Tuesday, July 21, 2009

Love ya Google - Picasa

Topic: Picasa|Level: Beginner - Intermediate|Type: Informational


Google Account
Ok, first of all if you don't already have a Google account go get one. Once you have your Google account you can use all their many products with your one account. Even if you don't use their email (even though they do web-based email by far the best) you can still use whichever other products (iGoogle custom homepage, Picasa, Orkut, calendar, documents, blogging, notebook, G Talk, etc) you want with that one account.
(But if you're still using yahoo or hotmail/msn or any other web-based email service... just do yourself a favor, leave them as your spam email account and get a gmail account. Gmail even allows you to pull email from other POP3/IMAP enabled accounts to the Gmail interface if you do want to keep them around but not check 2 accounts. If you want more info about gmail see my Love ya Google - Gmail post

Picasa Parts
http://picasa.google.com/
Picasa is a Google product for photo (and video) management and hosting. There are two parts to it; the desktop application and the Picasa Web Albums.
The Picasa desktop application allows you to sort your photos in to albums, view, edit, label, caption, delete them, etc. There is even a Mac Beta version (http://picasa.google.com/mac/).
The Picasa Web Albums allows you to upload photos from Picasa (desktop application) to online Albums that you can then share.

Picasa Desktop Software
The Picasa desktop software has lots of features for sorting photos in albums, editing them, all sorts of things. The dekstop software also makes sharing any of your photos very easy. The buttons across the bottom allow you to Upload (to Picasa Web Albums), Email, Print, Export, send to a Blog, make a Collage or Movie/slide show, or even Shop for printing services (send your photos online to be printed and picked up in a store of your choice.)
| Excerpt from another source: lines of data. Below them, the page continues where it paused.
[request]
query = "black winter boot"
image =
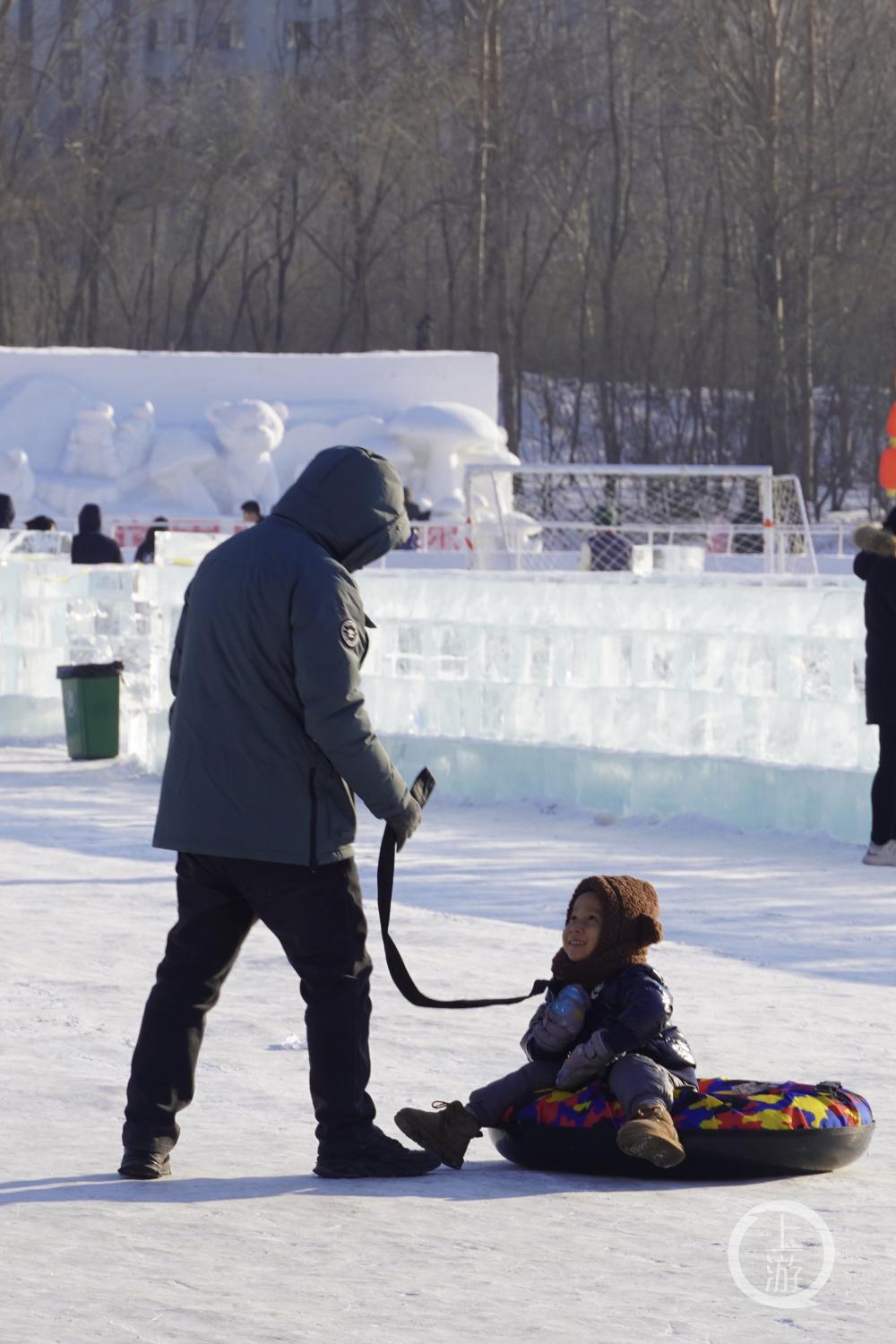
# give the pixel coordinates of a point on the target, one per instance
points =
(383, 1158)
(447, 1132)
(144, 1164)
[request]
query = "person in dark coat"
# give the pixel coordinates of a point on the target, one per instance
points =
(89, 546)
(145, 553)
(269, 745)
(876, 566)
(606, 1015)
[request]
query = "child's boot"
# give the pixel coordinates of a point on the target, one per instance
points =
(447, 1132)
(650, 1134)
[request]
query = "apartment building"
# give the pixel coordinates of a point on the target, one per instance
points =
(155, 40)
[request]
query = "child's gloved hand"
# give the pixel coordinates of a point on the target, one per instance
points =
(584, 1062)
(560, 1021)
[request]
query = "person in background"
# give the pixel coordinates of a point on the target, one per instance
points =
(425, 332)
(606, 550)
(145, 553)
(417, 515)
(90, 546)
(876, 566)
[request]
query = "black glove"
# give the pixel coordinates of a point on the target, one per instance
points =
(406, 822)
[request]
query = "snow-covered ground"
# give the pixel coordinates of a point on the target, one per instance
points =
(780, 954)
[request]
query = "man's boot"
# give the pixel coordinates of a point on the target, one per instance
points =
(447, 1132)
(144, 1164)
(651, 1136)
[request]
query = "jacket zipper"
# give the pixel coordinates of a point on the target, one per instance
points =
(314, 844)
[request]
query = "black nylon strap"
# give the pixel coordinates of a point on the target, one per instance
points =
(421, 790)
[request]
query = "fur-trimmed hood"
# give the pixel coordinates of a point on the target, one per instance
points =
(874, 539)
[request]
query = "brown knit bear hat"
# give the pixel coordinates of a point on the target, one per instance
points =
(630, 924)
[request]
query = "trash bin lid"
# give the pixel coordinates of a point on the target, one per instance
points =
(88, 669)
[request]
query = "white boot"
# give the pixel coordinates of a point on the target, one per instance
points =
(882, 855)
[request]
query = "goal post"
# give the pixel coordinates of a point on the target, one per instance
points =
(607, 516)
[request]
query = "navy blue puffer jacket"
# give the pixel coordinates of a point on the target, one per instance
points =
(634, 1011)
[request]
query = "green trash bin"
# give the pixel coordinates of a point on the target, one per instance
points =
(90, 706)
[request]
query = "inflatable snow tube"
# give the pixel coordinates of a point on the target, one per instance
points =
(728, 1129)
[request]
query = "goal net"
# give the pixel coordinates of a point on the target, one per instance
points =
(683, 519)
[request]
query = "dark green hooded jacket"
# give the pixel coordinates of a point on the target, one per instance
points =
(269, 736)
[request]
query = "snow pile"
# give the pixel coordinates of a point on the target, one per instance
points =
(59, 446)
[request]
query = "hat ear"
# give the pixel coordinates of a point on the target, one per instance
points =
(646, 930)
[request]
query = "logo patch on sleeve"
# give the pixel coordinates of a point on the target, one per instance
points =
(349, 634)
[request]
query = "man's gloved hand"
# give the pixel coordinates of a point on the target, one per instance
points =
(584, 1062)
(560, 1021)
(406, 822)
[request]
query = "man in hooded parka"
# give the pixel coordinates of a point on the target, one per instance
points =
(269, 744)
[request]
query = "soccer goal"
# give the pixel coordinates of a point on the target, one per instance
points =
(605, 518)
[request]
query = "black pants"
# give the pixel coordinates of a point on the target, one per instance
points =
(319, 918)
(883, 790)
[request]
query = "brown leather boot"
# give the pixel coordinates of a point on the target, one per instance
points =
(650, 1134)
(447, 1132)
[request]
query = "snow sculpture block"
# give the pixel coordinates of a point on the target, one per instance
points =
(91, 444)
(16, 478)
(249, 432)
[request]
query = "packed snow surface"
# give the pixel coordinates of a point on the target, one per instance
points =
(780, 959)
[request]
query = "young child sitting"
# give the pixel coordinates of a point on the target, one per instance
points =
(606, 1015)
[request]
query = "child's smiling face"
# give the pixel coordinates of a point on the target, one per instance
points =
(582, 932)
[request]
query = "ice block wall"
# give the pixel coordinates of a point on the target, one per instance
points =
(737, 701)
(755, 672)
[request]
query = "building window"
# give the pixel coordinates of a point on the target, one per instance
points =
(231, 37)
(26, 21)
(297, 35)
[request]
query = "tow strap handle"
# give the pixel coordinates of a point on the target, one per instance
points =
(421, 789)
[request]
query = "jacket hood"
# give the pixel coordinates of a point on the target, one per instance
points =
(351, 502)
(876, 539)
(89, 519)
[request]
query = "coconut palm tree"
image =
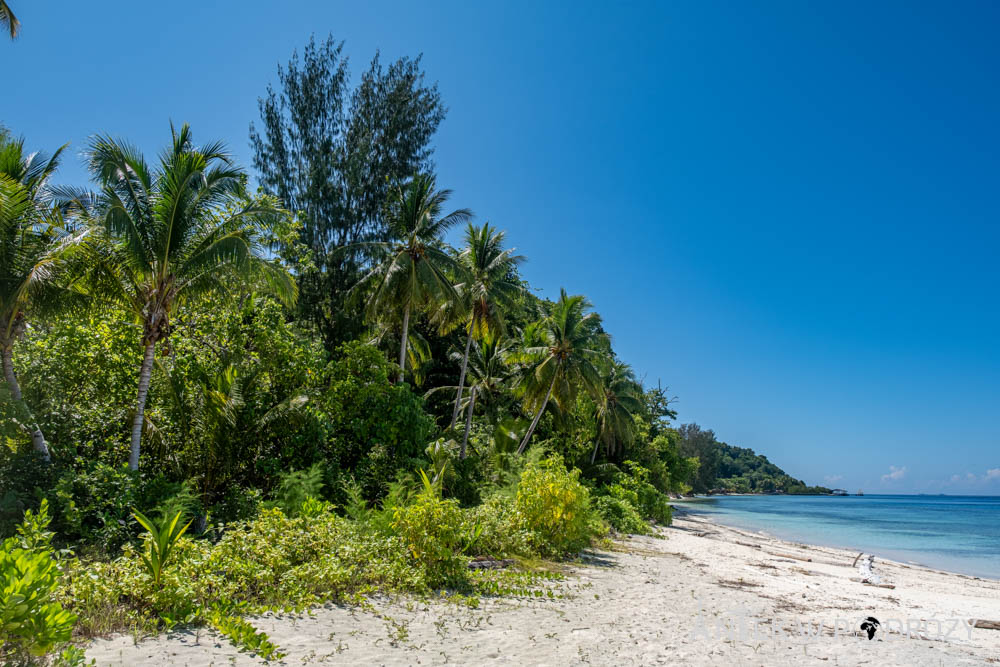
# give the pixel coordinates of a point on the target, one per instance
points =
(413, 274)
(562, 352)
(181, 230)
(619, 400)
(33, 242)
(8, 20)
(490, 287)
(488, 375)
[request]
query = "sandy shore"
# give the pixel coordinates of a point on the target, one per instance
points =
(705, 594)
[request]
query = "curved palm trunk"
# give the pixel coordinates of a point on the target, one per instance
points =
(468, 423)
(37, 438)
(402, 347)
(145, 373)
(461, 381)
(534, 422)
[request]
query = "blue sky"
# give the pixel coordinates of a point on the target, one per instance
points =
(785, 212)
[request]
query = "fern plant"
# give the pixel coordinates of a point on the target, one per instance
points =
(162, 540)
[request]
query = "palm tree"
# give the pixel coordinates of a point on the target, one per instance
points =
(8, 20)
(32, 243)
(619, 400)
(490, 288)
(179, 231)
(413, 276)
(562, 351)
(488, 374)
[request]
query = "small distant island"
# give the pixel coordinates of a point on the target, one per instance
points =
(725, 469)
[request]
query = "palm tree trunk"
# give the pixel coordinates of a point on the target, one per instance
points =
(402, 346)
(145, 373)
(468, 423)
(461, 380)
(534, 422)
(37, 438)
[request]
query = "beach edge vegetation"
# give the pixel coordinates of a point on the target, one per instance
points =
(220, 401)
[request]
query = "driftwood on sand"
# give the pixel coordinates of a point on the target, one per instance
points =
(985, 625)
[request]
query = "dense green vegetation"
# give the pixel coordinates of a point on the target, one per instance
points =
(224, 400)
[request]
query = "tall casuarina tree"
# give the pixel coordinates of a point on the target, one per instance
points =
(33, 242)
(179, 230)
(412, 275)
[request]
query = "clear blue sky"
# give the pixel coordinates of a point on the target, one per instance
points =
(786, 212)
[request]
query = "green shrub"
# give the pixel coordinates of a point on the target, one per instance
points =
(432, 529)
(620, 515)
(555, 507)
(31, 620)
(24, 478)
(272, 561)
(651, 503)
(161, 540)
(297, 486)
(501, 531)
(238, 504)
(373, 426)
(95, 502)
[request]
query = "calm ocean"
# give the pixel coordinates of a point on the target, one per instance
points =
(955, 533)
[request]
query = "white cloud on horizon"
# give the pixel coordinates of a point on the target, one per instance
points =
(894, 474)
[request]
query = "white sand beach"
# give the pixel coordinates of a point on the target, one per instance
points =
(705, 594)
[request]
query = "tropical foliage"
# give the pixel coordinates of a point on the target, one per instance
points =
(259, 354)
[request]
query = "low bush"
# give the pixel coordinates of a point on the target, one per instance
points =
(499, 530)
(32, 621)
(555, 507)
(620, 515)
(432, 530)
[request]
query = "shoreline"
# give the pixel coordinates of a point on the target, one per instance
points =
(682, 599)
(894, 556)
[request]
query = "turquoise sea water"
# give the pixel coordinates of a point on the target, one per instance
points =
(955, 533)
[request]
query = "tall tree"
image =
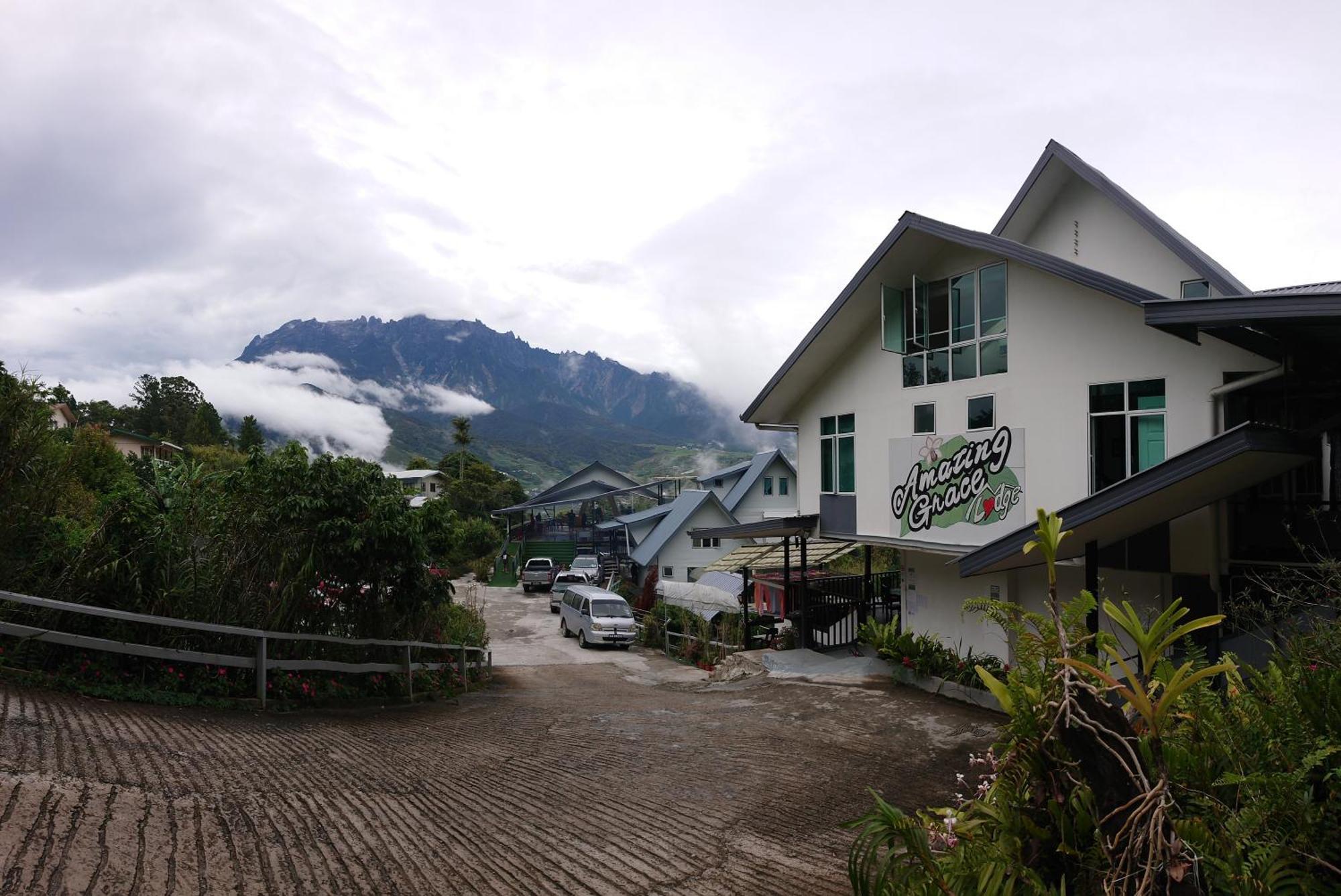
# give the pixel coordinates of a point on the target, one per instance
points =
(462, 436)
(250, 435)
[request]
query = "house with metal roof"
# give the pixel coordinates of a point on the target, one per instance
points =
(670, 550)
(1084, 357)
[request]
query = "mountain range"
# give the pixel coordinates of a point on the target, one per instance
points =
(553, 411)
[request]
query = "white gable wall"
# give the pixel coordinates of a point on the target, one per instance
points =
(679, 553)
(1063, 338)
(1110, 241)
(757, 506)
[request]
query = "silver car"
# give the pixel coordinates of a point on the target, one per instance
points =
(597, 616)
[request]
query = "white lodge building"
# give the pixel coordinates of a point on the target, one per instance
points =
(1083, 357)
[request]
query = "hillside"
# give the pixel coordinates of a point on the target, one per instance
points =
(553, 411)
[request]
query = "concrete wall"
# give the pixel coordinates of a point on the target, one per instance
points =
(757, 506)
(679, 552)
(1083, 226)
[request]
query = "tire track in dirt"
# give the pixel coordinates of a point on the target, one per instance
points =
(559, 781)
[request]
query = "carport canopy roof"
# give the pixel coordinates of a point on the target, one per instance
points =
(772, 556)
(1217, 468)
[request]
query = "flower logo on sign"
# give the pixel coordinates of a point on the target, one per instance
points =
(931, 451)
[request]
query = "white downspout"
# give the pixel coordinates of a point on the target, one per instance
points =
(1218, 507)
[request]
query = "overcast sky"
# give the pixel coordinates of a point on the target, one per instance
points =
(682, 187)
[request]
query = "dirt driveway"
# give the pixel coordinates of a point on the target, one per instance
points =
(619, 773)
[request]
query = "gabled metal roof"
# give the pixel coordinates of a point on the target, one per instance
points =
(1218, 467)
(682, 509)
(1175, 242)
(974, 239)
(758, 464)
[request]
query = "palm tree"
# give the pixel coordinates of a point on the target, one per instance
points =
(462, 436)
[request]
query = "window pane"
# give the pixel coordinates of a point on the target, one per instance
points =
(964, 308)
(938, 367)
(964, 361)
(1108, 452)
(918, 334)
(925, 419)
(827, 464)
(847, 464)
(1107, 396)
(992, 286)
(915, 369)
(1147, 442)
(938, 301)
(993, 355)
(892, 320)
(1197, 290)
(982, 412)
(1146, 395)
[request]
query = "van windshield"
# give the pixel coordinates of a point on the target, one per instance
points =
(611, 608)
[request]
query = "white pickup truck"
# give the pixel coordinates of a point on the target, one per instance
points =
(538, 574)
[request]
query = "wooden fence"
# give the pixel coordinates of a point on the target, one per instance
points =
(459, 653)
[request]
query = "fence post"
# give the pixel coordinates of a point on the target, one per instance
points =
(261, 671)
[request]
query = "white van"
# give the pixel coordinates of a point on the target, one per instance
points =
(596, 616)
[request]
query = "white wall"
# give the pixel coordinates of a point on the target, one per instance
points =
(1063, 338)
(1110, 241)
(679, 552)
(757, 506)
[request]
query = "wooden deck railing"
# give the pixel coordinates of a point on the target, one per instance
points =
(483, 657)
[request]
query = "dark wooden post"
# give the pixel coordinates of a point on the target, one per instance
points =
(805, 596)
(1092, 584)
(868, 593)
(745, 606)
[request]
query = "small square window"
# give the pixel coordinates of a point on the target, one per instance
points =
(982, 412)
(925, 419)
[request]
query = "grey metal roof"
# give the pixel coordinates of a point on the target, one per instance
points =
(974, 239)
(729, 471)
(643, 515)
(1175, 242)
(1256, 451)
(758, 464)
(682, 509)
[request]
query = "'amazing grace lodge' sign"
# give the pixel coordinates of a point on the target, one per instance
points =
(965, 489)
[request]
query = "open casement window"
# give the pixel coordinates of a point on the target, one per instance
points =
(954, 328)
(839, 454)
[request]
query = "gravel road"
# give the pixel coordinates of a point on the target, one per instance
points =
(576, 771)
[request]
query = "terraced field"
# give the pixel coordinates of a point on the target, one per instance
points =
(557, 779)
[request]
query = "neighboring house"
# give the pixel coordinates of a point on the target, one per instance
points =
(1083, 357)
(764, 490)
(427, 483)
(670, 549)
(137, 446)
(62, 418)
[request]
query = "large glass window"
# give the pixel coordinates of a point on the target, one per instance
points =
(947, 330)
(1127, 430)
(839, 454)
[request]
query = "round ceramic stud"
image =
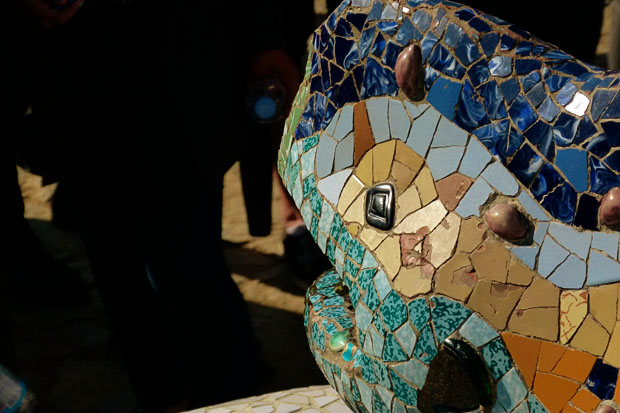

To get any of your photos or videos online all you have to do is click the "Upload" button. A simple interface then appears where you can specify what album the item is uploaded to, size settings, and visibility of the item. Items that have been uploaded to the Web Albums will show a small green Up arrow in the lower-right of the image. If you edit an image that has already been Uploaded, after making your changes and clicking Upload again Picasa will change the existing online image to reflect your changes, rather than creating another image online.

Picasa Web Albums
Picasa Web Albums part is the online image hosting part of the service. Your "Web Albums" can be completely different from your desktop software's "Albums". You can have images in desktop albums but not in web albums, or images in web albums and not in the desktop albums. You can also choose to have an album in your desktop automatically synchronize to a web album. Using this option you can even have them sync, then manage and delete images through the web interface from anywhere, and when you sync your desktop again it will even reflect those changes on your local computer.

You can also select an image through the web interface, and in the "Edit" options select "Edit in Picasa" (if you're on a computer with Picasa installed), and selecting that option will download the image to the local computer, open Picasa to edit the image, and when you close the editor it will automatically upload the changes back to the web.

Your Picasa Web Albums can have different levels of being shared. Anybody can go to your Picasa Web Albums page (i.e. http://picasaweb.google.com/nickolashook ) and see Albums you have set for "Public" visibility. "Unlisted" albums anybody can get to if they're given a special link, but they do not show up on your Web Albums page. "Sign-in required to view" albums allow you to click a "Share" button, and specify people (from your Google Contacts or manually typed email addresses) that will be emailed a link to the album and then have to be signed in to see them.

Face Recognition
Another really cool feature of the Picasa Web Albums is it can detect faces in your photos and group the faces it detects to be of the same person. You can then specify who that person is (even pick them from your Google Contacts if you have them set up there) and then you can easily find all the photos of a particular person by simply clicking their name.